Thread: Preserve versions of initdb-created collations in pg_upgrade

Preserve versions of initdb-created collations in pg_upgrade

From

Peter Eisentraut

Date:

28 October 2019, 12:52:02

As mentioned in [0], pg_upgrade currently does not preserve the version 
of collation objects created by initdb.  Here is an attempt to fix that.

The way I deal with this here is by having the binary-upgrade mode in 
pg_dump delete all the collations created by initdb and then dump out 
CREATE COLLATION commands with version information normally.

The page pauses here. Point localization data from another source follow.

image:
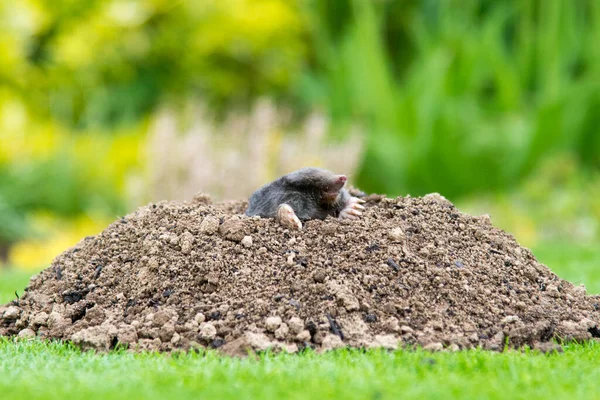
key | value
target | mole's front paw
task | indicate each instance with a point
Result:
(353, 209)
(287, 217)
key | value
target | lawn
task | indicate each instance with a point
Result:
(37, 370)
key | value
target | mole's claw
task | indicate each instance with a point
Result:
(287, 217)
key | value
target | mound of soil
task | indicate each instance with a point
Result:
(412, 271)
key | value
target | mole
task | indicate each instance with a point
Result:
(305, 194)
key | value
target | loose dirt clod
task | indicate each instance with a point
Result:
(411, 271)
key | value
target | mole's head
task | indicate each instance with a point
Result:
(324, 184)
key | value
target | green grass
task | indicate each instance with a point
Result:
(39, 370)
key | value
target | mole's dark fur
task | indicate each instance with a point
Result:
(313, 193)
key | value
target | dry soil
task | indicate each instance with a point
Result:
(411, 271)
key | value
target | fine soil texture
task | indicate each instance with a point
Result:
(409, 272)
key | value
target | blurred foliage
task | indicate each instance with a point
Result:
(101, 63)
(557, 201)
(461, 96)
(457, 97)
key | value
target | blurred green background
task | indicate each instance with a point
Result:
(107, 105)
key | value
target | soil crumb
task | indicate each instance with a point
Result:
(410, 272)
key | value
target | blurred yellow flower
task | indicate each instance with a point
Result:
(58, 235)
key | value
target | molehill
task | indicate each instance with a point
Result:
(411, 271)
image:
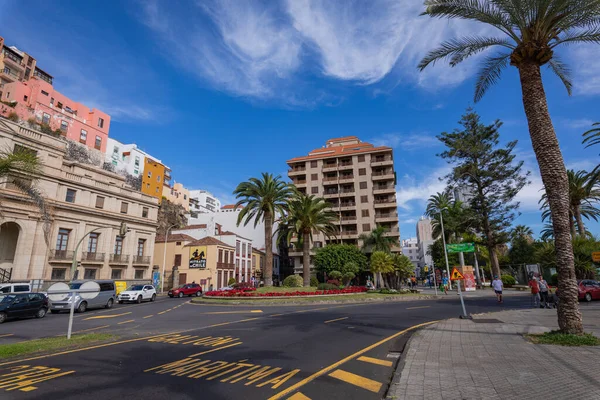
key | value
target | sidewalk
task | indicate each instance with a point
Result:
(463, 359)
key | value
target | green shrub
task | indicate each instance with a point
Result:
(326, 286)
(508, 280)
(554, 280)
(293, 281)
(314, 281)
(337, 275)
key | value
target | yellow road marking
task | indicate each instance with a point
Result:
(107, 316)
(299, 396)
(377, 361)
(357, 380)
(337, 319)
(342, 361)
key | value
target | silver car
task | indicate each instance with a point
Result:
(105, 299)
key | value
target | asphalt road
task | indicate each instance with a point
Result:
(174, 349)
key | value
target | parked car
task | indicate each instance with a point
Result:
(15, 287)
(137, 293)
(21, 305)
(190, 289)
(105, 299)
(589, 290)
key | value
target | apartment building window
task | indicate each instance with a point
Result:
(62, 240)
(70, 197)
(141, 245)
(118, 245)
(116, 273)
(93, 242)
(89, 273)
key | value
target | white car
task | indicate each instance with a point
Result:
(137, 293)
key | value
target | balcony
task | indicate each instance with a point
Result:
(60, 256)
(92, 258)
(141, 260)
(119, 259)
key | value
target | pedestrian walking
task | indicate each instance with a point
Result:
(498, 286)
(535, 291)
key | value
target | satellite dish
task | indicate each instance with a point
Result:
(89, 285)
(58, 287)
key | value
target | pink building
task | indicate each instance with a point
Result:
(36, 98)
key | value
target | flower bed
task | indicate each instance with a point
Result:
(244, 293)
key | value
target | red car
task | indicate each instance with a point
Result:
(190, 289)
(589, 290)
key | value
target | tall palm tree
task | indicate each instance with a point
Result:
(308, 215)
(529, 32)
(21, 168)
(264, 200)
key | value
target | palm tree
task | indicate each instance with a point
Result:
(530, 31)
(376, 241)
(21, 168)
(308, 215)
(263, 200)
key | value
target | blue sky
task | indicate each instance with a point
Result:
(224, 90)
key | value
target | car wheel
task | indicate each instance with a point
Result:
(82, 307)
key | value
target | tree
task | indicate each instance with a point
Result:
(481, 164)
(530, 31)
(263, 200)
(340, 257)
(381, 263)
(21, 168)
(310, 214)
(377, 241)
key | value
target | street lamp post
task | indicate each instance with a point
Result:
(162, 279)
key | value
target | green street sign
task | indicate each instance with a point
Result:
(460, 248)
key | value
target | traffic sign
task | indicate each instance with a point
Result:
(455, 275)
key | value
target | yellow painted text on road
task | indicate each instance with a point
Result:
(24, 377)
(226, 372)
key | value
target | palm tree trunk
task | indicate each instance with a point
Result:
(306, 259)
(268, 277)
(554, 176)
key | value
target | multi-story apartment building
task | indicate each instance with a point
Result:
(81, 198)
(359, 181)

I had originally imagined doing some kind of ALTER COLLATION (or perhaps 
a direct UPDATE pg_collation) to update the version information, but 
that doesn't really work because we don't know whether the collation 
object with a given name in the new cluster is the same as the one in 
the old cluster.  So it seems more robust to just delete all existing 
collations and create them from scratch.

Thoughts?


[0]: 
https://www.postgresql.org/message-id/CA+hUKGKDe98DFWKJoS7e4Z+Oamzc-1sZfpL3V3PPgi1uNvQ1tw@mail.gmail.com
-- 
Peter Eisentraut              http://www.2ndQuadrant.com/
PostgreSQL Development, 24x7 Support, Remote DBA, Training & Services

Attachment

v1-0001-Preserve-versions-of-initdb-created-collations-in.patch

Re: Preserve versions of initdb-created collations in pg_upgrade

From

Thomas Munro

Date:

29 October 2019, 02:33:12

On Tue, Oct 29, 2019 at 1:52 AM Peter Eisentraut
<peter.eisentraut@2ndquadrant.com> wrote:
> As mentioned in [0], pg_upgrade currently does not preserve the version
> of collation objects created by initdb.  Here is an attempt to fix that.
>
> The way I deal with this here is by having the binary-upgrade mode in
> pg_dump delete all the collations created by initdb and then dump out
> CREATE COLLATION commands with version information normally.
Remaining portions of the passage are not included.